Moderators Of The Stress Response: From Molecular Discovery To Translational Impact
May 20 @ 10:00 am - 11:00 am PDT

Elisabeth Binder, MD, PhD
Director, Department Genes and Environment
Max Planck Institute of Psychiatry
München
Adverse and stressful experiences during sensitive developmental periods are potent risk factors for a range of psychiatric disorders.

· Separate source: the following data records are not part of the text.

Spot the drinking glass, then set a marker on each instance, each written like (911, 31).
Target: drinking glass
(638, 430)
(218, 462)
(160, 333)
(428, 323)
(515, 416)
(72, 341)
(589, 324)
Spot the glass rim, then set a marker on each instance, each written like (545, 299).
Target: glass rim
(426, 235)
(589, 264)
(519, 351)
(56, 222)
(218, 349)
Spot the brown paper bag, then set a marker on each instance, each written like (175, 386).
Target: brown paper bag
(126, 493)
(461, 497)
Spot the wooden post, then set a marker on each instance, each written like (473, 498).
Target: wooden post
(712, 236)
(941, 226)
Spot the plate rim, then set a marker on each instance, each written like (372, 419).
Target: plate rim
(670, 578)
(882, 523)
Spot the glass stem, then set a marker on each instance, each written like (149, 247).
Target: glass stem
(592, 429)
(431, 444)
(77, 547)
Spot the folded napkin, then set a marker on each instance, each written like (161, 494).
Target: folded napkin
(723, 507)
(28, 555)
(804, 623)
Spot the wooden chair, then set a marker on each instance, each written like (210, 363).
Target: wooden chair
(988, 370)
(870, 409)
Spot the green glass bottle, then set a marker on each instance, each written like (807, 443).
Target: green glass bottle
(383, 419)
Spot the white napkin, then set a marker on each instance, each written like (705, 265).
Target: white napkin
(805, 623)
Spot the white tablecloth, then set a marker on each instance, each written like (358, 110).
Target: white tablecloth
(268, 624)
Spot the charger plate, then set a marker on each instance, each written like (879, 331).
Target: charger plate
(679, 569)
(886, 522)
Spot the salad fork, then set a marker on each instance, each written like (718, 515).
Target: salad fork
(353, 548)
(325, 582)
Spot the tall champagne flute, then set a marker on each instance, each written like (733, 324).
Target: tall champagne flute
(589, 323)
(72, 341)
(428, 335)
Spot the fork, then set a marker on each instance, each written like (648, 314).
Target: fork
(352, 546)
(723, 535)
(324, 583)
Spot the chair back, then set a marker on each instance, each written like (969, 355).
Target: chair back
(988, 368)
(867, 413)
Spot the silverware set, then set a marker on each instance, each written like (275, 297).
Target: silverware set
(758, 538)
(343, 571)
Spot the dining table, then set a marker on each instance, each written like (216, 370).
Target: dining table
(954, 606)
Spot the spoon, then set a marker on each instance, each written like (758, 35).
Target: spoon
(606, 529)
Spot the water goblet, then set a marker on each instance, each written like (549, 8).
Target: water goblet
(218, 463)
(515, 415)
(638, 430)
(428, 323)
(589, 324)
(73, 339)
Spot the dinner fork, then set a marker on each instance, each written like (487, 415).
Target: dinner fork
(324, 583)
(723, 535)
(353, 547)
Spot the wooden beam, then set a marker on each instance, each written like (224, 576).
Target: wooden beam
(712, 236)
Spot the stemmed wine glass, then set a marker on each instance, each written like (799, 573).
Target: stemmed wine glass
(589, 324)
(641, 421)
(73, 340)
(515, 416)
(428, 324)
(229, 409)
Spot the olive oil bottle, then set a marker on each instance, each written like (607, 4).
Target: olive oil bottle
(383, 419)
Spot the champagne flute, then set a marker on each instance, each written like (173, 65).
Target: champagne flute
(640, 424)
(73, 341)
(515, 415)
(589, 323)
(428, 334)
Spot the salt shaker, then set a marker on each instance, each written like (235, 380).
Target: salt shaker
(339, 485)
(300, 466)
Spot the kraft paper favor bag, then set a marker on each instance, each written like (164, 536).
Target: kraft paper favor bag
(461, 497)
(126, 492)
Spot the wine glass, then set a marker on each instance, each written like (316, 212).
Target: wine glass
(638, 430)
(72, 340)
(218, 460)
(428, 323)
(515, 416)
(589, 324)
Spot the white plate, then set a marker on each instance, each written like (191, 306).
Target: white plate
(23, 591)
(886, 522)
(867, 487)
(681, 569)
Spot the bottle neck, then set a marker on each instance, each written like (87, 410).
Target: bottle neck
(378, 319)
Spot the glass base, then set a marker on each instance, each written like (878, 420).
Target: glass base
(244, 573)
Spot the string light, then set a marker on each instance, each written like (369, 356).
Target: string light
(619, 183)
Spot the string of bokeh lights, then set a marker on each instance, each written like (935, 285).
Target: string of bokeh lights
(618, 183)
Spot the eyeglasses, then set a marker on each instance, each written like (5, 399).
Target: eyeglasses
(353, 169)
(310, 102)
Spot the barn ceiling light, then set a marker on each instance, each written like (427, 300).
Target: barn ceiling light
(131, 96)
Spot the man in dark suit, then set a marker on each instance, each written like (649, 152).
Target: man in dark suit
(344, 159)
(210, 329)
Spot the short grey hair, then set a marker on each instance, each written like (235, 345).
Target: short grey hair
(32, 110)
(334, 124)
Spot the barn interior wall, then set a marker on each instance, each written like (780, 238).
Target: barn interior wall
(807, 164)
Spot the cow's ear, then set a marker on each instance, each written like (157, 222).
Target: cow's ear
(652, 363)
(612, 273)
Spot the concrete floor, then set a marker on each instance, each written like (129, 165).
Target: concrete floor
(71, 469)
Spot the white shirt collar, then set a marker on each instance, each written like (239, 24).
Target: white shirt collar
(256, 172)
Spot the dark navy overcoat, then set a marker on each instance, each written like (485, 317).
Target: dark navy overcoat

Interindividual differences in the impact of such experiences suggest a complex interplay between genetic predisposition, epigenetic regulation, and environmental exposures. In this lecture, I will present an integrative overview of our research examining the molecular and neurobiological pathways by which stress signals might be transduced into long‑lasting changes in brain function. Drawing from large human cohorts, deep phenotyping, experimental models including human neural organoids and rodent models and postmortem human brain data, I will discuss how genetic variants — particularly those in stress hormone signaling pathways — interact with early adversity to influence vulnerability and resilience. I will highlight data examining stress-responsive gene regulatory element using enhancer RNA sequencing as well as massively parallel reporter assays to probe cell-type and allele-dependent impact of stress and stress hormones on gene regulatory networks. I will then describe how such context-dependent functional annotations of gene variants can be used to construct functional gene scores that link these molecular effects to functional outcomes, such as behavior, psychopathology and brain function. I will try to relate our work to potential translational approaches in precision psychiatry.